Met opening night, 2010
Wagner DAS RHEINGOLD, Met Opening Night, 27.IX.2010; c. Levine; Terfel, Blythe, Owens, Selig, Koenig, R. Croft, Siegel, Oropesa, Johnson, Mumford, Harmer.
Here's a pic of Deborah Voigt interviewing light a.k.a. Robert Lepage. There were celebrities in attendance, muttering "what, no intermission?". It was rainy too, which ruined more than a few entrances. Seating for the outdoor simulcast was hell.

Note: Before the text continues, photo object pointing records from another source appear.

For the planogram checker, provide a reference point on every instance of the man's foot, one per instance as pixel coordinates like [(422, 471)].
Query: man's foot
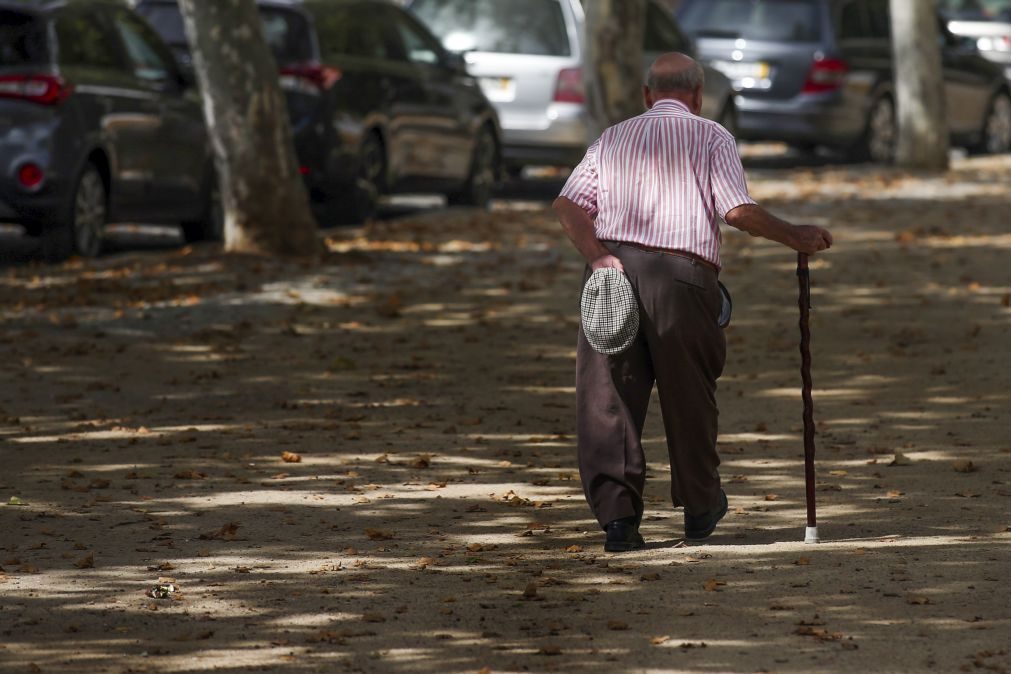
[(623, 536), (700, 526)]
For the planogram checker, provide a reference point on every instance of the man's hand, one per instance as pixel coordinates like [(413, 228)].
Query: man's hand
[(607, 261), (810, 238)]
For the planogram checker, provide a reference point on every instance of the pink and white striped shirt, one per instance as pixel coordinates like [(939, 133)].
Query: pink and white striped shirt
[(660, 180)]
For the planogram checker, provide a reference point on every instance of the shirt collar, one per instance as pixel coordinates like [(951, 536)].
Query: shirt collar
[(669, 105)]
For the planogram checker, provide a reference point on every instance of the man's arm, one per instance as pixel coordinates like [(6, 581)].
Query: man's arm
[(759, 222), (579, 227)]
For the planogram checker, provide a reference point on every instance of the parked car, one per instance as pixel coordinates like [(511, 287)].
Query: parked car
[(988, 22), (96, 125), (529, 55), (376, 104), (820, 72)]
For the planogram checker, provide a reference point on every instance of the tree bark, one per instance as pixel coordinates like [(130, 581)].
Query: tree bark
[(265, 201), (919, 85), (614, 71)]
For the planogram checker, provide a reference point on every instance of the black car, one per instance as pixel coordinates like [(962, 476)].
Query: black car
[(821, 72), (376, 104), (97, 124)]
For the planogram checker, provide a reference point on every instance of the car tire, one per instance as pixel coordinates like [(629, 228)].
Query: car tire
[(482, 176), (882, 132), (210, 226), (82, 229), (996, 134), (363, 202)]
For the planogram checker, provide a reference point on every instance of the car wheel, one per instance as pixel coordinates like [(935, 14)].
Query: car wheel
[(882, 134), (483, 174), (211, 225), (364, 202), (997, 127)]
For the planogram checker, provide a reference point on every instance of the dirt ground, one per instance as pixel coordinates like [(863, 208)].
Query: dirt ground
[(435, 523)]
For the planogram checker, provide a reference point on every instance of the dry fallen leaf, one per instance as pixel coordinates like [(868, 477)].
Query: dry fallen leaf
[(963, 466), (900, 460)]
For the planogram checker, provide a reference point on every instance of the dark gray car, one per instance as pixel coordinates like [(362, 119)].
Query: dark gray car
[(820, 72), (96, 125)]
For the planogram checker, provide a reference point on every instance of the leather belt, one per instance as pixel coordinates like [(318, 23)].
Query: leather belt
[(677, 254)]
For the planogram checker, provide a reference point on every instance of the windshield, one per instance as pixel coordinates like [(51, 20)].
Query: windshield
[(976, 10), (518, 26), (22, 39), (766, 20)]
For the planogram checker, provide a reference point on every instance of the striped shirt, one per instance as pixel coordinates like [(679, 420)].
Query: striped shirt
[(660, 180)]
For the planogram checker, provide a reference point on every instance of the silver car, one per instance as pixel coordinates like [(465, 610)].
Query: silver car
[(528, 56), (987, 22)]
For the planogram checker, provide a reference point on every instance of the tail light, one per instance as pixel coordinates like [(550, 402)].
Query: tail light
[(30, 176), (42, 89), (317, 76), (569, 88), (826, 75)]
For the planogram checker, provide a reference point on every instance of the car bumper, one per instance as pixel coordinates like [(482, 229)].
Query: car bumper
[(556, 135), (818, 119)]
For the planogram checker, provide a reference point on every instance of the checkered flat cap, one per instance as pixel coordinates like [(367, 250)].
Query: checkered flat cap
[(610, 311)]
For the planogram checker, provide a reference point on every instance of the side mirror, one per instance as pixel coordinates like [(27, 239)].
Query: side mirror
[(456, 62)]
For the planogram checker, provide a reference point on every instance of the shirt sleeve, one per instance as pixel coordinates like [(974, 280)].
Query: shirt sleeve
[(581, 186), (730, 190)]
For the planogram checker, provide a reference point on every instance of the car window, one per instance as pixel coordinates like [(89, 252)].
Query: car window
[(85, 39), (419, 47), (661, 32), (518, 26), (976, 10), (166, 20), (880, 18), (22, 39), (851, 24), (771, 20), (346, 32), (141, 44), (289, 35)]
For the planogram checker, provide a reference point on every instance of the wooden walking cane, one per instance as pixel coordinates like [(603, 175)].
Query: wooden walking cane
[(804, 277)]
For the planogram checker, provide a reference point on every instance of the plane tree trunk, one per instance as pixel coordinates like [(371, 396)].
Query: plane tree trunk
[(614, 73), (919, 84), (265, 201)]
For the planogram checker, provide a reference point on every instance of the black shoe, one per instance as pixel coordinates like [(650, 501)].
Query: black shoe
[(623, 536), (702, 525)]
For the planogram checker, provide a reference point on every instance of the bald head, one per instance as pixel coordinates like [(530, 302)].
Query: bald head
[(673, 73)]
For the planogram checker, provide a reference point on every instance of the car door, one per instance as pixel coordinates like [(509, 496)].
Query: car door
[(181, 164), (448, 136), (126, 116)]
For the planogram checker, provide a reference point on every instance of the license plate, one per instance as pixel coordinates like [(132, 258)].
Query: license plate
[(498, 88), (746, 75)]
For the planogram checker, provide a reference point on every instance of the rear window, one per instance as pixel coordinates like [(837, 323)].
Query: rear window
[(22, 39), (518, 26), (167, 22), (765, 20), (288, 33), (976, 10)]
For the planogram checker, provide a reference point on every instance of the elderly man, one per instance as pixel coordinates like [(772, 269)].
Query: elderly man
[(646, 200)]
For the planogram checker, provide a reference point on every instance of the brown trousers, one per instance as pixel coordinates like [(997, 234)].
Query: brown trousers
[(682, 350)]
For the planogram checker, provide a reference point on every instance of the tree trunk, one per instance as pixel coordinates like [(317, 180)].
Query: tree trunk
[(919, 85), (266, 204), (614, 72)]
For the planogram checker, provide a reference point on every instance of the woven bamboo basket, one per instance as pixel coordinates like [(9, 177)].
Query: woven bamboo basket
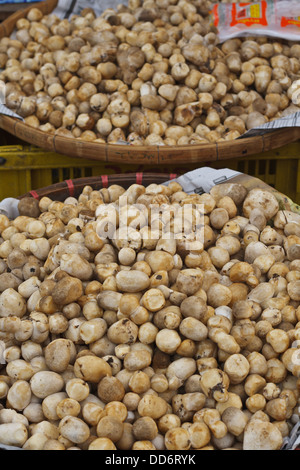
[(144, 155), (74, 187)]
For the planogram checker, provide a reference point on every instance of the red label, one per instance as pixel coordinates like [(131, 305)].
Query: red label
[(285, 21), (249, 14)]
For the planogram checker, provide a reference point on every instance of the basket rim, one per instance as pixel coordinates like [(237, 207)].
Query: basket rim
[(146, 155), (73, 187)]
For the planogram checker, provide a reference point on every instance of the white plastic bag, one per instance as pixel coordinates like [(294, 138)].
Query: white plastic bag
[(275, 18)]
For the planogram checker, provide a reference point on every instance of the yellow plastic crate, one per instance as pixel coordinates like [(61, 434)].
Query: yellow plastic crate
[(25, 168)]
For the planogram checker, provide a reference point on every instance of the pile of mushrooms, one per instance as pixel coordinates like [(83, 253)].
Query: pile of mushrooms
[(150, 73), (151, 338)]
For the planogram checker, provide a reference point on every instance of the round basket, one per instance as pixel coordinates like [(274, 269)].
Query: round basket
[(144, 155), (73, 188)]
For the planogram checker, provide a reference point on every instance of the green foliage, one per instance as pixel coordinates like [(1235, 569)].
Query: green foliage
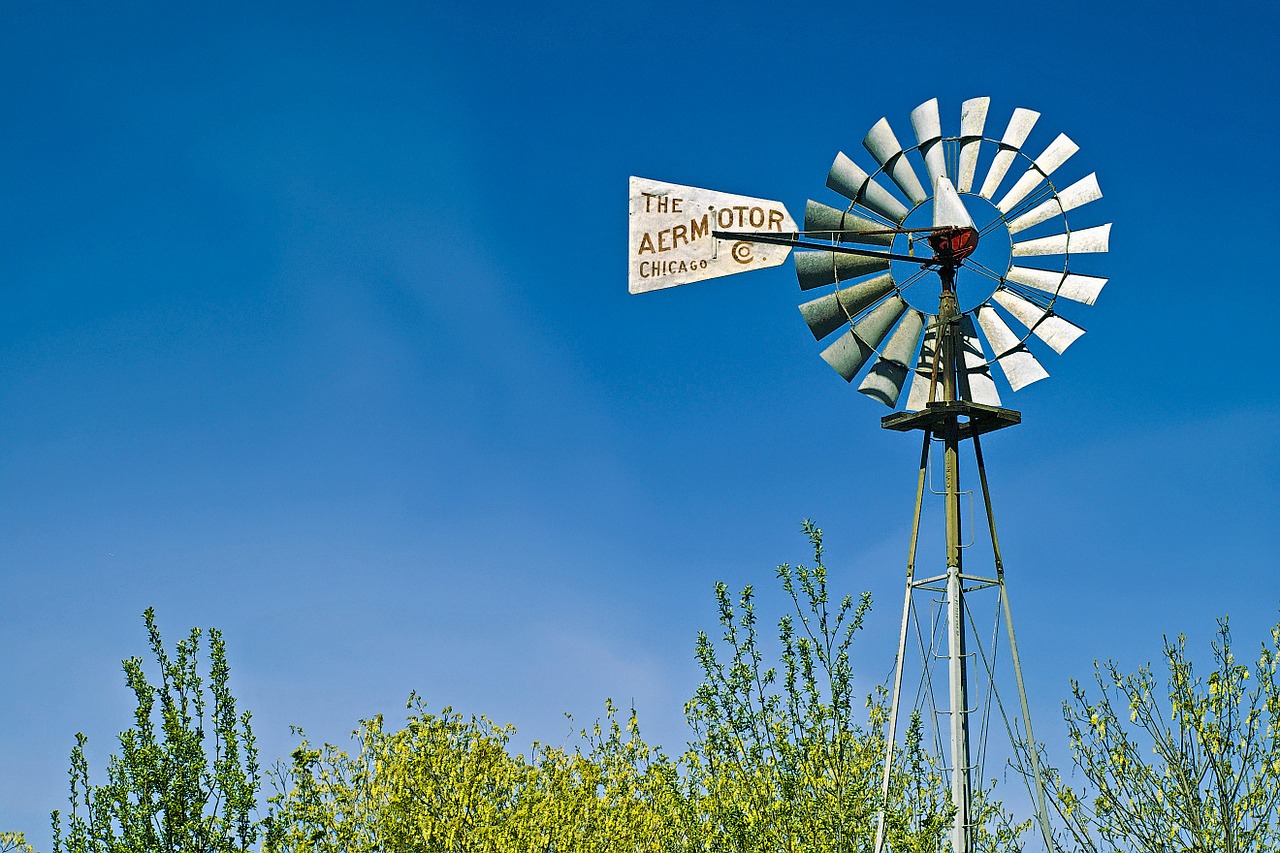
[(186, 776), (14, 843), (787, 766), (780, 758), (446, 783), (1212, 781)]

Inside the house, James Levine reasserted his place in the universe with a characteristically balanced reading of the piece-- vibrant but controlled. I never spend a thought on Bryn Terfel, but tonight he wasn't his typical self-indulgent self, which is to say, he was brilliant as Wotan. Shades of a young James Morris, minus the snarl; the voice was appropriately overbearing, forming a heavenly pair with Stephanie Blythe's lush fat Fricka. (Next to Levine, she got the loudest ovations.) The Freia, Wendy Bryn Harmer, was thrilling and visceral, as was Franz-Josef Selig's Fasolt and Eric Owens' Alberich. And the Rheinmaidens too. Everyone benefited from Lepage's modular steroid-raked stage, which reflected sound outward, and also pushed most of the singers downstage. Richard Croft's Loge was the sole failure: too earnest, too dainty-- but I think I caught him sneezing a couple of times, so he may have been under the weather. Regarding the Cirque du Soleil: I'm a big believer, and it didn't disappoint. There were moments of tension--like, will Freia fall from the net and break her neck, did Fasolt's slide down the stage break his neck, did any of the stunt doubles break their necks, will Woglinde's wire break and break Lisette Oropesa's neck, etc.--so that took attention off the music a bit. But still it was magical and enormous and multidimensional and correctly alive: a true 21st century production. Costumes and hair, on the other hand, were just awful.
One alarming note: James Levine seemed to have unusual difficulty navigating the couple of shallow steps to get onto the stage for his curtain call. He didn't look healthy.